December brings not only the holiday season but also one of the best meteor showers of the year. The Geminid meteor shower is expected to peak in 2023, on the morning of December 14. The Geminids are a reliable shower for those who watch around 2 a.m. local time from a dark-sky location. Under ideal conditions, you might catch up to 150 Geminid meteors per hour. However, this number is subject to change based on various factors such as the time of day, location, and weather conditions.
A dark sky area is a location that has been designated as a place where the night sky is protected from light pollution. These areas are typically located far away from cities and other sources of artificial light, and they are often home to some of the darkest skies in the world.
The International Dark-Sky Association (IDA) is an organization that works to protect the night skies by promoting responsible lighting practices and raising awareness about the importance of preserving the natural beauty of the night sky. The IDA has established a certification program for dark sky areas, which includes parks, reserves, sanctuaries, and other protected areas around the world.
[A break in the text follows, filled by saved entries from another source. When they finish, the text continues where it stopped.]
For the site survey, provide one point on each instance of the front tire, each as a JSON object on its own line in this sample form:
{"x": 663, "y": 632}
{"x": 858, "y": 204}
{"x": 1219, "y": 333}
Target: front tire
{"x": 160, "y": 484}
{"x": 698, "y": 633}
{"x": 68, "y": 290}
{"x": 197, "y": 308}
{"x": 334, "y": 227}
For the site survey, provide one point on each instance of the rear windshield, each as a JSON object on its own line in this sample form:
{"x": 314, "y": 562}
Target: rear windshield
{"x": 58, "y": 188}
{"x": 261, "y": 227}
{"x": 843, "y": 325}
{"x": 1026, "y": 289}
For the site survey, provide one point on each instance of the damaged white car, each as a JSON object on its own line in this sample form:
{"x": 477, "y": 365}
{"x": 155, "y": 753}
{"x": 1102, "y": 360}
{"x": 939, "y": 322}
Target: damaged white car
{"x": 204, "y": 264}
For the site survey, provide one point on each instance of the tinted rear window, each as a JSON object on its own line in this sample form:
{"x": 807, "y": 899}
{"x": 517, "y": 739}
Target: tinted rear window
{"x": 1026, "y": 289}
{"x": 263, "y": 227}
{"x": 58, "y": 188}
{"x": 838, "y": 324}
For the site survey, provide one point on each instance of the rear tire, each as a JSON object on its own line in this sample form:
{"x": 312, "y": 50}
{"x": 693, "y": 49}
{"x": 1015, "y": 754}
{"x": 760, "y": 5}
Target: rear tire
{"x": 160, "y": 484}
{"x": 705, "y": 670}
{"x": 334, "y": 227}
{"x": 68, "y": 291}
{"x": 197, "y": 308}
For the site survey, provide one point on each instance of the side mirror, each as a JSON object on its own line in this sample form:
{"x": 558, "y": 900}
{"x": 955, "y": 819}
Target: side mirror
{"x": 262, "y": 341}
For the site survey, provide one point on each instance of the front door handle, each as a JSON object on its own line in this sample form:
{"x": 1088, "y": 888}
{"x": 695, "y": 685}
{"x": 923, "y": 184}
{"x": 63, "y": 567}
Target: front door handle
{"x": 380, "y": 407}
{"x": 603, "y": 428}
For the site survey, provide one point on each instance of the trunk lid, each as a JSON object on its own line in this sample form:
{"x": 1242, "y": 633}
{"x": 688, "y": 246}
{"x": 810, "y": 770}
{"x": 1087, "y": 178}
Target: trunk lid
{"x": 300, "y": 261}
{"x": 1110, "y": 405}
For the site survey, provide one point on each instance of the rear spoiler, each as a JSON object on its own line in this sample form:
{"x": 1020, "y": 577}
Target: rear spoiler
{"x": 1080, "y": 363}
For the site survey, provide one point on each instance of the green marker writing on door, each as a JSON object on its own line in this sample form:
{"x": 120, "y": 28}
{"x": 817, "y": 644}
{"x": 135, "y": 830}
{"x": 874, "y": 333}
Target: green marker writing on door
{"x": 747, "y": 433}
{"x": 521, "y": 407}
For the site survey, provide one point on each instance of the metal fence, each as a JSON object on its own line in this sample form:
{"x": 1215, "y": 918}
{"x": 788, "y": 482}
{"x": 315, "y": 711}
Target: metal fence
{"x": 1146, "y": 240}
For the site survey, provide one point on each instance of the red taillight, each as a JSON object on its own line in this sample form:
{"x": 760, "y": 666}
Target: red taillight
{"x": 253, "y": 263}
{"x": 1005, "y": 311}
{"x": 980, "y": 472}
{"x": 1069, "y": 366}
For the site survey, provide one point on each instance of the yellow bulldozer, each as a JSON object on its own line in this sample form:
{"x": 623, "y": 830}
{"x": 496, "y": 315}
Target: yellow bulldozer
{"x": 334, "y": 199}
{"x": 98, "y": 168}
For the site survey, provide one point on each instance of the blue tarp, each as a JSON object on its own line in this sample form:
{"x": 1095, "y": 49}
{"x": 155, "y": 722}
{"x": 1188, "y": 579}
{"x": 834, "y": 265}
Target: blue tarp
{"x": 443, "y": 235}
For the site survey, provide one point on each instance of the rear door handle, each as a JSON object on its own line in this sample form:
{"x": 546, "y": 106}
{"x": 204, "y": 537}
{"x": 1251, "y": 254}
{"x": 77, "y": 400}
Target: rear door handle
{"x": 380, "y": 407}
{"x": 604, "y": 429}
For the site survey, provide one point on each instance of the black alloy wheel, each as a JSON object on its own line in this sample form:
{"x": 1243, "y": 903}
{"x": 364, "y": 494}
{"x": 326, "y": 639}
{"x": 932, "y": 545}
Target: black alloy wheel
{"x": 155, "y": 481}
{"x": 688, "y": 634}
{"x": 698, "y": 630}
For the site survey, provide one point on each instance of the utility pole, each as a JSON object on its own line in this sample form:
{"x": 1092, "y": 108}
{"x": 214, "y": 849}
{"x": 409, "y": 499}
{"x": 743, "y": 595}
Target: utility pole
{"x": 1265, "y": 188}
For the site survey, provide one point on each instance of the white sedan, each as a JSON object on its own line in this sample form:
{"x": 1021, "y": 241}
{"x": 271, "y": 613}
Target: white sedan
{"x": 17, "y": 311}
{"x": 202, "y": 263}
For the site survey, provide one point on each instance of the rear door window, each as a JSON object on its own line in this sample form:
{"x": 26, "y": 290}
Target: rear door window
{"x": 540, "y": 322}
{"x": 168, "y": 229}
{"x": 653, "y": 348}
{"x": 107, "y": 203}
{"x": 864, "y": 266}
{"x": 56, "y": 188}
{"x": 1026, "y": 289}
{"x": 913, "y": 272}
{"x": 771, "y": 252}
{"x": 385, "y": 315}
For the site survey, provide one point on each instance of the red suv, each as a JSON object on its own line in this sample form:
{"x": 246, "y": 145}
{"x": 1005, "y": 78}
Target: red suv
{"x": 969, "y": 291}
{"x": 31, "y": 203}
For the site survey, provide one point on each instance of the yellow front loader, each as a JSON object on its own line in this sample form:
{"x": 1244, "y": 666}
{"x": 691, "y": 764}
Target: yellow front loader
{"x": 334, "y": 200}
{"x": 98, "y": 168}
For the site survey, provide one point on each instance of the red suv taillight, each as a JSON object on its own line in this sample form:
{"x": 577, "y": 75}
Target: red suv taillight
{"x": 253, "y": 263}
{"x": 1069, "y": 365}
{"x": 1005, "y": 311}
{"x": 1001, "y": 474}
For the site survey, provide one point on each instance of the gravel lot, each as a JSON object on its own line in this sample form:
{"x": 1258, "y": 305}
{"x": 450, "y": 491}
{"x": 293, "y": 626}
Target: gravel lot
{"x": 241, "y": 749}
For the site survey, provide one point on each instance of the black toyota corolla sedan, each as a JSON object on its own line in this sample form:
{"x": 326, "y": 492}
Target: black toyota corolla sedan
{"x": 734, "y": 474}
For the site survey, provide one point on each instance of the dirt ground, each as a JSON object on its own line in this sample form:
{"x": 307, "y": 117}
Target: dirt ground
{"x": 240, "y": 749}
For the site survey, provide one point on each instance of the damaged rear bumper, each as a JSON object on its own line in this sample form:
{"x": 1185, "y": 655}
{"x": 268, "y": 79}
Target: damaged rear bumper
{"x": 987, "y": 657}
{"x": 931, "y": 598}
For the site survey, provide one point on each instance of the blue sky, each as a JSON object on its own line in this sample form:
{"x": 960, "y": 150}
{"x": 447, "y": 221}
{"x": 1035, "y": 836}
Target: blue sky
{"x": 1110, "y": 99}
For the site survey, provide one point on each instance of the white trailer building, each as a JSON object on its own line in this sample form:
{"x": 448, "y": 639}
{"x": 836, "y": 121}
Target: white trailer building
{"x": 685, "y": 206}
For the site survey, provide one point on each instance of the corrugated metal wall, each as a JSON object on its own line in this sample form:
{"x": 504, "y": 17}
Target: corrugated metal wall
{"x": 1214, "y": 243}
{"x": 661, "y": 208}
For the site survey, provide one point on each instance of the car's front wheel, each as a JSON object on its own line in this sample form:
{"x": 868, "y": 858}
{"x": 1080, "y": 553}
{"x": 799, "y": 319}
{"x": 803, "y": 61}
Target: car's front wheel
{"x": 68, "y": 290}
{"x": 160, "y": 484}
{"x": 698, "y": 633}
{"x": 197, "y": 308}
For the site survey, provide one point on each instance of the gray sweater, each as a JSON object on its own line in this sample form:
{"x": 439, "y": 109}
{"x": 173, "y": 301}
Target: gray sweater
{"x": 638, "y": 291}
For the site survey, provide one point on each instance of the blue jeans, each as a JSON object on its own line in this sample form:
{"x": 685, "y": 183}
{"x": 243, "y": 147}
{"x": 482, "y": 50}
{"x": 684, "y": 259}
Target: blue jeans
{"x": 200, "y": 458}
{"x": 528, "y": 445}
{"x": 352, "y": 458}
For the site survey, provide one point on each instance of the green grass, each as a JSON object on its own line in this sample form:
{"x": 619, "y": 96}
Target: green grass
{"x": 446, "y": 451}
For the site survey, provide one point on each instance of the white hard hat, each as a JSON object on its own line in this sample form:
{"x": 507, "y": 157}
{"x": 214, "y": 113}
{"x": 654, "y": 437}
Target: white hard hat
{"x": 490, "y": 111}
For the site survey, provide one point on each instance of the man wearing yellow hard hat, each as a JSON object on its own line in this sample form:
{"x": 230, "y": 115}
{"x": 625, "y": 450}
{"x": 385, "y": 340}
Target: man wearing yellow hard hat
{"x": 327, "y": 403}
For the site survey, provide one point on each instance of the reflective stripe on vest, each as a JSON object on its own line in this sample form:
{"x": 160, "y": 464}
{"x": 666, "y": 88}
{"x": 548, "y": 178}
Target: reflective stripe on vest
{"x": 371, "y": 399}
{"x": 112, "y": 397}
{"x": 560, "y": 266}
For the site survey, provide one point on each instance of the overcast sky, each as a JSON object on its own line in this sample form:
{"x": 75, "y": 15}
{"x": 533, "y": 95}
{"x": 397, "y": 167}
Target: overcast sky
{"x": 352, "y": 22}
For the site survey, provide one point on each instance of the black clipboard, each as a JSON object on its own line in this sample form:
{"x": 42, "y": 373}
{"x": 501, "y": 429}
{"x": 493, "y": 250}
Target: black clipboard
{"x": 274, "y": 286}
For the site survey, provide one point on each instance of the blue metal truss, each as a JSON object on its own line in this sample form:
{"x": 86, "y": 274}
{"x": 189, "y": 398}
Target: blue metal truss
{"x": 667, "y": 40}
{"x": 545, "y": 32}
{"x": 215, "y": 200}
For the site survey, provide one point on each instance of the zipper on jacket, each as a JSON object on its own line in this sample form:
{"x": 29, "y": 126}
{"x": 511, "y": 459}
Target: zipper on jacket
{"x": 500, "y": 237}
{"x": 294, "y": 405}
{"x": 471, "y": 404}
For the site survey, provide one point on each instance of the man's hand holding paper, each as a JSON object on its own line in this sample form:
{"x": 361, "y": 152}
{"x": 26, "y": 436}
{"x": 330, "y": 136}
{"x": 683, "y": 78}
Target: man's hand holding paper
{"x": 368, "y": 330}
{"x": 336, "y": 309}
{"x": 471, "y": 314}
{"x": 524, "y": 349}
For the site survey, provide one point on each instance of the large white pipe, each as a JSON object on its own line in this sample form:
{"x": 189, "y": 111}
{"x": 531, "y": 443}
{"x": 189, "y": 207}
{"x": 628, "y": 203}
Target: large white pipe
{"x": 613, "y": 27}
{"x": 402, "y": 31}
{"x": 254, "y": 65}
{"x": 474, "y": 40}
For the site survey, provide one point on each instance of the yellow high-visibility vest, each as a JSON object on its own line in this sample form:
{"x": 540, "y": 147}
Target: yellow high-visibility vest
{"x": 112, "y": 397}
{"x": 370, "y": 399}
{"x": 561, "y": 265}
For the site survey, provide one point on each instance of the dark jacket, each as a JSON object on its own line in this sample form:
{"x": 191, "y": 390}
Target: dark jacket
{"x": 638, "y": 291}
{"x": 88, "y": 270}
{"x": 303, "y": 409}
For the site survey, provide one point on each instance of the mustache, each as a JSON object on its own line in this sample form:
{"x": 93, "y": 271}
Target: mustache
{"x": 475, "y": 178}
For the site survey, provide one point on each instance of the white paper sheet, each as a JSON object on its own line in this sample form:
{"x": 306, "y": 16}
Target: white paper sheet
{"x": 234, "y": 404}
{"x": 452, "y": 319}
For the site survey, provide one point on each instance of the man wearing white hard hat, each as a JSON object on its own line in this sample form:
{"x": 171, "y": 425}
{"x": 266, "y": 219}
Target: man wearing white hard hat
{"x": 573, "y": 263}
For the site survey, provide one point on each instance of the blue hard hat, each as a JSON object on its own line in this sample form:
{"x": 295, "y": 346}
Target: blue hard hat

Some of the criteria that must be met for an area to be certified as a dark sky area include the following:
- The area must have a nighttime environment that is free from light pollution.
- The area must have a management plan in place to protect the night sky.
- The area must have public education and outreach programs to raise awareness about the importance of dark skies.
The Geminids meteor shower is caused by debris from an asteroid called 3200 Phaethon. Unlike most meteor showers, which are caused by comets, the Geminids are caused by an asteroid with a “rock comet” orbit. The asteroid’s orbit carries it very close to the Sun, less than half the distance of Mercury’s closest approach to the Sun. When the Earth passes through the debris trail left by the asteroid, the debris enters the Earth’s atmosphere and burns up, creating a meteor shower. The Geminids meteor shower was first discovered in 1862. This makes the meteor shower a relatively recent discovery compared to other meteor showers such as the Leonids, which were first observed in 902 AD, and the Perseids, which were first documented in 36 AD.
If you miss the Geminids, you can check out the Ursid (URS) meteor activity begins annually around December 17 and runs for over a week, until the 25th or 26th. This meteor shower is named for its radiant point, which is located near the star Beta Ursae Minoris (Kochab) in the constellation Ursa Minor. So the year while you are checking the skies for Santa you may just see a few meteors as well.